[Frontiers in Bioscience 2, a37-45, November 1, 1997]|
A p53 GROWTH ARREST PROTECTS FIBROBLASTS FROM ANTICANCER AGENTS
E. Siobhan McCormack, Arthur M. Bruskin, Gary V. Borzillo
OSI Pharmaceuticals Inc., 106 Charles Lindbergh Blvd., Uniondale, NY 11553-3649
Received 10/27/97 Accepted October 31, 1997
Negative regulators of the cell cycle have attracted interest in strategies designed to protect normal tissues from the adverse effects of radiation and chemotherapy. An arrest of the cell cycle in G1 phase, for example, has been exploited to protect cells from subsequent exposure to drugs that target DNA synthesis or mitosis. Most experimental strategies exhibit several common features that could be considered prerequisites for achieving "chemoprotection." First, the target cell population should be growth arrested before exposure to the drug or other cellular insult. Second, the effects of the growth arrest should be reversible. Chemoprotected cells that are normally proliferating need to re-enter the cell cycle and divide at appropriate rates once chemotherapy or radiation is discontinued. Third, the chemoprotecting agent should be preferential for normal cells relative to malignant cells. In some cases, differential chemoprotection has been achieved simply by targeting the arresting agent to the desired sites (1). Recently, we and others have utilized members of the TGF-beta (TGFB) superfamily of reversible growth inhibitors to increase the viability of cells exposed to chemotherapy drugs in vitro and in vivo (1-5). Results in our laboratory with TGFB3 and cultures of CCL64 epithelial cells indicated that the TGFB3 arrest could protect cells from drugs active predominantly in S phase (cytosine beta-D-arabino-furanoside hydrochloride [Ara-c]) or M phase (taxol) of the cell cycle. In contrast, TGFB3 was ineffective against drugs such as cisplatin and doxorubicin, which act via multiple mechanisms throughout the cell cycle (5).

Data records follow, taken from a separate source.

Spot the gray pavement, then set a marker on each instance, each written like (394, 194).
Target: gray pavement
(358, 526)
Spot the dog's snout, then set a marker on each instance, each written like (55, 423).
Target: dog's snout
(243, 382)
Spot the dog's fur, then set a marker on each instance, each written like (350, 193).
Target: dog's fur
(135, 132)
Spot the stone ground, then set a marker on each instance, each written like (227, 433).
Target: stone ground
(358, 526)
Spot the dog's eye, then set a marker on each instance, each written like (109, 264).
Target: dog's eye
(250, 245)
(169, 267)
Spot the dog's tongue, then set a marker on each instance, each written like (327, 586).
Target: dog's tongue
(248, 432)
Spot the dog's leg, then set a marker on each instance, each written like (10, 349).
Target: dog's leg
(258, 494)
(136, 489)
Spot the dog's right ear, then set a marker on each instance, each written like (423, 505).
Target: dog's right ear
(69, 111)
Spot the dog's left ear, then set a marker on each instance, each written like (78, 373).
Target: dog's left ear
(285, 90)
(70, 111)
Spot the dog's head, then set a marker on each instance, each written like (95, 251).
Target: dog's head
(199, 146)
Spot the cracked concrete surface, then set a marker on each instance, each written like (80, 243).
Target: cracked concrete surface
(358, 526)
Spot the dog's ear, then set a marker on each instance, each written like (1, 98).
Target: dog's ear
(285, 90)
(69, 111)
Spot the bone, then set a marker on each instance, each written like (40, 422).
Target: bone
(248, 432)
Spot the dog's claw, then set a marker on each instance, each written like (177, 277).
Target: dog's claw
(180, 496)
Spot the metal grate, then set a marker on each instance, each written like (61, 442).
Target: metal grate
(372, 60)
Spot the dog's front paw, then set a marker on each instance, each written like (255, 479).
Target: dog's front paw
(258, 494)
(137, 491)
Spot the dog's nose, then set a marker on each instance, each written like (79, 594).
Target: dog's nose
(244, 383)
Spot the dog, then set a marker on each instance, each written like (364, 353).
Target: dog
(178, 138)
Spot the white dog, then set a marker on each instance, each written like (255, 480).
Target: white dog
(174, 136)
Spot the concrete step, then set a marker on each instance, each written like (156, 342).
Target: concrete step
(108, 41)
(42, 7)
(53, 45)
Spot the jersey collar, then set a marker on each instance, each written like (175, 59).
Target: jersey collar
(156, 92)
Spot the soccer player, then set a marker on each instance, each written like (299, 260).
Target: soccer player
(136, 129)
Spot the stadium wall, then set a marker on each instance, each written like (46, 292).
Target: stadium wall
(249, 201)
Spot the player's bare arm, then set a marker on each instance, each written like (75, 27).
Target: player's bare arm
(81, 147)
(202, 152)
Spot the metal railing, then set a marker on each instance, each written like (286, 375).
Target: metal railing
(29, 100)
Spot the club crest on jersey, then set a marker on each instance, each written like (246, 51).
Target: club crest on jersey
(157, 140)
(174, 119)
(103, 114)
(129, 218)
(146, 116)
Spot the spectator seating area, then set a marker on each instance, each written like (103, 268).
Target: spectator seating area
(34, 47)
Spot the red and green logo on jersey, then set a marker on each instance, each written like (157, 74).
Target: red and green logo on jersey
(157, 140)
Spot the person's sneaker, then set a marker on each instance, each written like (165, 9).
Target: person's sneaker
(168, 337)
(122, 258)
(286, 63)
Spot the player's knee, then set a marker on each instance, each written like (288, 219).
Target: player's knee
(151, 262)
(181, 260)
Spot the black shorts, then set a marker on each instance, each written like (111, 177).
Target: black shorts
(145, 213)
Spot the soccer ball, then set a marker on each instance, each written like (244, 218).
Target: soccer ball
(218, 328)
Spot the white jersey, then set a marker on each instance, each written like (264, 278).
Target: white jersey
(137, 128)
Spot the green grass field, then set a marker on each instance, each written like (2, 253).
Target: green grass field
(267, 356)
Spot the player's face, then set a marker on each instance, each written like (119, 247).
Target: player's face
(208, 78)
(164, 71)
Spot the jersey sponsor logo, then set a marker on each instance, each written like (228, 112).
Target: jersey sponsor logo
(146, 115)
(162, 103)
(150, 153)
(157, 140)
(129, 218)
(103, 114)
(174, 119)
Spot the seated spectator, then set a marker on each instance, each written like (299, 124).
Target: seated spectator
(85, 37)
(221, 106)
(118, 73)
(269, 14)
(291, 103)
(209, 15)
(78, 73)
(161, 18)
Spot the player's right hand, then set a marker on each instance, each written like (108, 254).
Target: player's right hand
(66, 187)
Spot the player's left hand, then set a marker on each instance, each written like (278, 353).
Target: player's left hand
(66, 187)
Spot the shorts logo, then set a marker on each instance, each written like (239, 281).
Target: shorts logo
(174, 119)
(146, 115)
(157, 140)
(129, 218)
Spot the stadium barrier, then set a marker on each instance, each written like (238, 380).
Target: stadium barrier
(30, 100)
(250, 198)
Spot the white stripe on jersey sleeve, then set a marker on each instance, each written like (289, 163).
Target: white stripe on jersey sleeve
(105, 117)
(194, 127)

The observation that regulatory factors such as IL-11 (6) and the TGFBs can promote the survival of cells exposed to anticancer drugs suggests the possibility that other strategies (chemicals, genes, regulatory factors) that arrest cell growth could also be used for chemoprotection.
Alternative approaches could then be compared for efficacy on the different tissues (bone marrow, oral mucosa, intestines, gonads, hair follicles) most susceptible to the adverse effects of chemotherapy in cancer patients. In the present study, we have focused on the p53 tumor suppressor as one model system to test whether other reversible arrests of the cell cycle can be utilized to chemoprotect cells. A key aspect of the study is the use of temperature-sensitive (ts) p53 mutations (mouse 135V and human 143A) to arrest fibroblasts prior to exposure to anticancer drugs, which include mitotic inhibitors (vinblastine, taxol, etoposide), antimetabolites (Ara-c, 5-fluorouracil [5FU]), and a carboplatinum agent (cisplatin).